The exhibition title is a reference to the Solidarity Day Rally held June 19, 1968, as a major highlight and capstone for the movement. The rally at the Lincoln Memorial featured speeches by celebrities, activists, and campaign organizers as a continuation of the 1963 March on Washington for Jobs and Freedom.  

About SITES and Smithsonian Affiliations 

The Smithsonian Institution Traveling Exhibition Service (SITES) and Smithsonian Affiliations are critical national outreach units at the Smithsonian Institution. For more than 70 years, SITES has been connecting Americans to their shared cultural heritage through a wide range of exhibitions about art, science, and history.

Smithsonian Affiliations establishes and maintains the Smithsonian’s long-term partnerships with museums, educational organizations, and cultural institutions in the U.S., Puerto Rico, and Panama. Together, SITES and Affiliations share the Smithsonian’s vast resources with millions of people outside Washington, D.C.

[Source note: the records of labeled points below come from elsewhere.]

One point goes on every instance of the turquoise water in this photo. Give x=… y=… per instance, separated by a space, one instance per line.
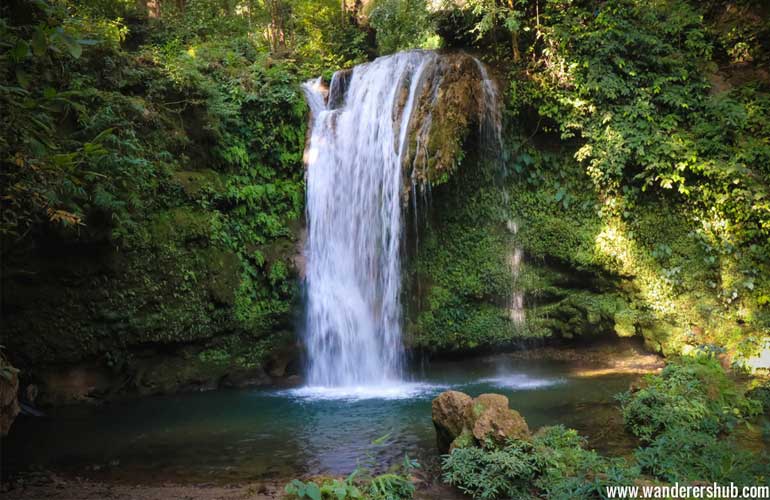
x=278 y=433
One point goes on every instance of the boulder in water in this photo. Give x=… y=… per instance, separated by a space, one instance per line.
x=462 y=421
x=449 y=411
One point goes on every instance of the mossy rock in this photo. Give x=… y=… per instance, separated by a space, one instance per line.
x=224 y=275
x=179 y=225
x=196 y=183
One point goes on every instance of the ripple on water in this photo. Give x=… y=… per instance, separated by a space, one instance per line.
x=520 y=381
x=404 y=390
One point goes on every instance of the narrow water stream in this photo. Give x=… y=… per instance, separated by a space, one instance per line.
x=234 y=435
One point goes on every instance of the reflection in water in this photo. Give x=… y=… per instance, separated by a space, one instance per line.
x=255 y=434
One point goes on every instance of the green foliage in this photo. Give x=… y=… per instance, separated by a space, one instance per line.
x=693 y=394
x=681 y=455
x=171 y=150
x=553 y=465
x=402 y=24
x=488 y=474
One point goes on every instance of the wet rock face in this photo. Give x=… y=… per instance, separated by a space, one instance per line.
x=453 y=103
x=462 y=421
x=9 y=402
x=449 y=416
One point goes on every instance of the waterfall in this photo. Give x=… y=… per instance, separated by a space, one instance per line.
x=360 y=136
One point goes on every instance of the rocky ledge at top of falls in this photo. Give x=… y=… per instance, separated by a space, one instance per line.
x=462 y=421
x=455 y=99
x=455 y=102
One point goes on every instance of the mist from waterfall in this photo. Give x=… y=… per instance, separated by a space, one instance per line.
x=356 y=194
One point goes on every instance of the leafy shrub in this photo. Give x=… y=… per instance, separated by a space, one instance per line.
x=693 y=393
x=492 y=473
x=680 y=455
x=401 y=24
x=553 y=465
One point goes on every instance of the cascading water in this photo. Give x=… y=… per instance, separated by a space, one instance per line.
x=362 y=130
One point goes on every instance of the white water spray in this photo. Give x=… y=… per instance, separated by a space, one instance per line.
x=355 y=186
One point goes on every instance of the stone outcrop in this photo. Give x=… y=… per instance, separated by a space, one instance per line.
x=9 y=390
x=462 y=421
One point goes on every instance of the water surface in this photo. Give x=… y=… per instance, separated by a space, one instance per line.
x=256 y=434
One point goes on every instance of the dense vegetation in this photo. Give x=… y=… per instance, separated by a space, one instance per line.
x=688 y=419
x=636 y=180
x=153 y=182
x=153 y=194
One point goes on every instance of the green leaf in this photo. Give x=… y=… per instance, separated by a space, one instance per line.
x=74 y=48
x=20 y=51
x=39 y=41
x=23 y=78
x=312 y=491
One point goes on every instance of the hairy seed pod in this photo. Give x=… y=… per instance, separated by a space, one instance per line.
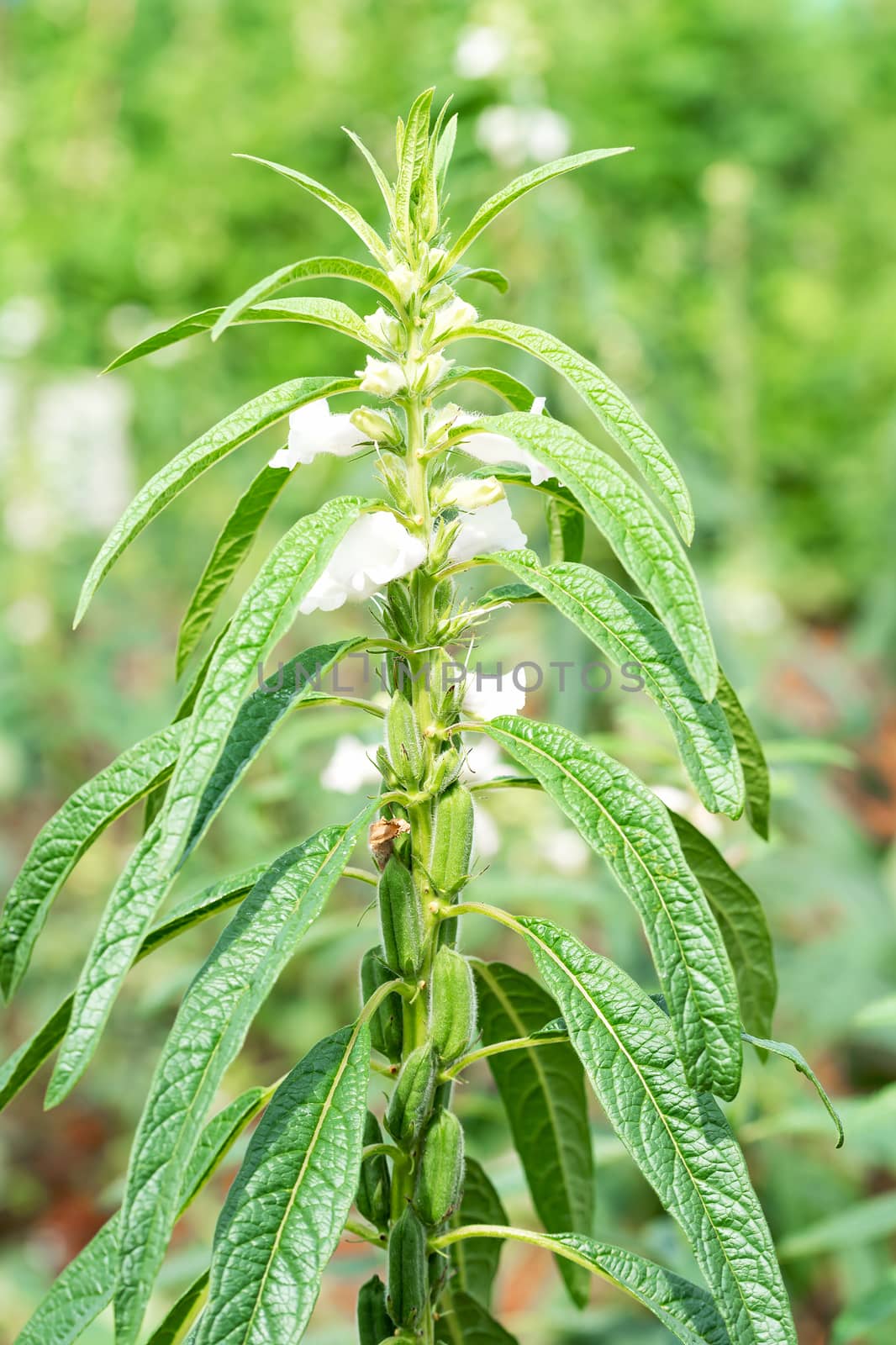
x=408 y=1273
x=410 y=1102
x=452 y=1005
x=440 y=1174
x=374 y=1187
x=374 y=1322
x=405 y=744
x=385 y=1026
x=400 y=919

About the National Museum of African American History and Culture 

Since opening Sept. 24, 2016, the National Museum of African American History and Culture in Washington, D.C., has welcomed more than 7 million visitors. The nearly 400,000-square-foot museum is the nation’s largest and most comprehensive cultural destination devoted exclusively to exploring, documenting, and showcasing the African American story and its impact on American and world history.

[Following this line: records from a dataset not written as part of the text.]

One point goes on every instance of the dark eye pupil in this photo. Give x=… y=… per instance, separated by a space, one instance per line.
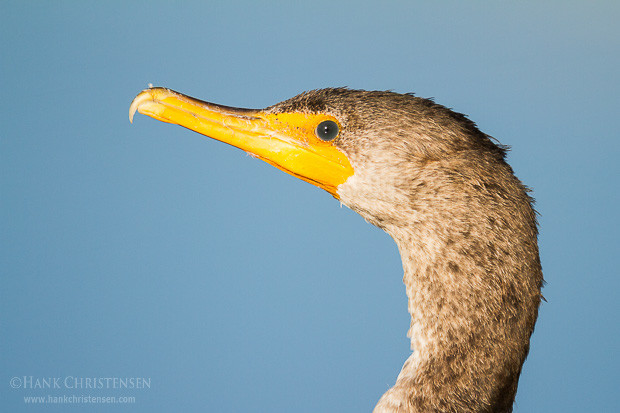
x=327 y=130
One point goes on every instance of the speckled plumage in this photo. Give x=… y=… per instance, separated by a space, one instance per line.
x=467 y=234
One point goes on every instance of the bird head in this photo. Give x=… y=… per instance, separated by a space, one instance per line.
x=364 y=148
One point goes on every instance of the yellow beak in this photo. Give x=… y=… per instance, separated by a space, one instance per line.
x=285 y=140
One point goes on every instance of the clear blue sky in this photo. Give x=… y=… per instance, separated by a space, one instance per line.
x=146 y=250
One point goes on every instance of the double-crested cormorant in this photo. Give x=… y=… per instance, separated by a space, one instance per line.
x=464 y=224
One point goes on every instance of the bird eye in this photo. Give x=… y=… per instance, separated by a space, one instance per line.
x=327 y=130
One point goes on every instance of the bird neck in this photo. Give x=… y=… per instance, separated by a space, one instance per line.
x=467 y=336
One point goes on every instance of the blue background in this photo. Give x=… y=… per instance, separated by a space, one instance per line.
x=150 y=251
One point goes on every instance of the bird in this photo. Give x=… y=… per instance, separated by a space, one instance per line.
x=464 y=224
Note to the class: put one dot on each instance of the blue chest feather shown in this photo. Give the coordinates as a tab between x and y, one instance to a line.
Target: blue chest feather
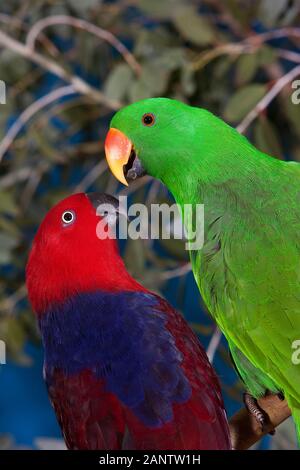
123	339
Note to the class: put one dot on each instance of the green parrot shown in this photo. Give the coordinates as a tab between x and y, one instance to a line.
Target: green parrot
248	269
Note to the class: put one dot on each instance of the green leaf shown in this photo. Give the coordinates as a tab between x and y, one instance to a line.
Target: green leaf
83	5
118	82
270	11
266	137
152	82
243	101
8	204
193	27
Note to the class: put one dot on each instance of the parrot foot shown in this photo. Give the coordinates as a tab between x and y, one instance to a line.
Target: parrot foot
254	409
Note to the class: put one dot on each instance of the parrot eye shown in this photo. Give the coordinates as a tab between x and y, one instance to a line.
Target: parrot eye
68	217
148	119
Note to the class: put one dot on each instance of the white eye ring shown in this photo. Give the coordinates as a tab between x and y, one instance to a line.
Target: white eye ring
68	217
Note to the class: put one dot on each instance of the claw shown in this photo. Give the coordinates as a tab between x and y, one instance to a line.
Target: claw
254	409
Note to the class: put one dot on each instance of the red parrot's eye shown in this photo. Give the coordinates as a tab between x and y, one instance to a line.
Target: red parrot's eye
148	119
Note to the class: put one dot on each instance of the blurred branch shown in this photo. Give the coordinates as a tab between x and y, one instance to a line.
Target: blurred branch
79	85
248	45
101	33
9	303
268	98
177	272
30	111
245	431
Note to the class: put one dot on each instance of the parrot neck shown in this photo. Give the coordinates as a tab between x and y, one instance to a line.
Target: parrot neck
96	269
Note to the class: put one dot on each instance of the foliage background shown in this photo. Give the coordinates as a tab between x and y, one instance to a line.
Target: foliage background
208	53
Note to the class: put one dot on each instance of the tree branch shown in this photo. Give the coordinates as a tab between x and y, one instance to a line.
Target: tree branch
79	85
245	430
101	33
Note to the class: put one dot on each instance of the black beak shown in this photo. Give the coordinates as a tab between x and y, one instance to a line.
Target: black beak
97	199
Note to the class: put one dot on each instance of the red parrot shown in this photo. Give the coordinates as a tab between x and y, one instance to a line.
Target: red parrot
122	367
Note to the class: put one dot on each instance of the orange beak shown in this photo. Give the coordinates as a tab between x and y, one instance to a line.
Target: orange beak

About the New Mexico History Museum   

The New Mexico History Museum is a statewide educational resource, nationally significant local landmark, and destination for anyone who wants to understand the diverse experiences of the people of New Mexico, the dynamics that have shaped our state, and the relationships that connect our region with the rest of the world.

Located on the north side of the historic Santa Fe Plaza, the New Mexico History Museum campus includes the Palace of the Governors, the Pete V. Domenici Building, the Fray Angélico Chávez History Library, and the Palace of the Governors Photo Archives.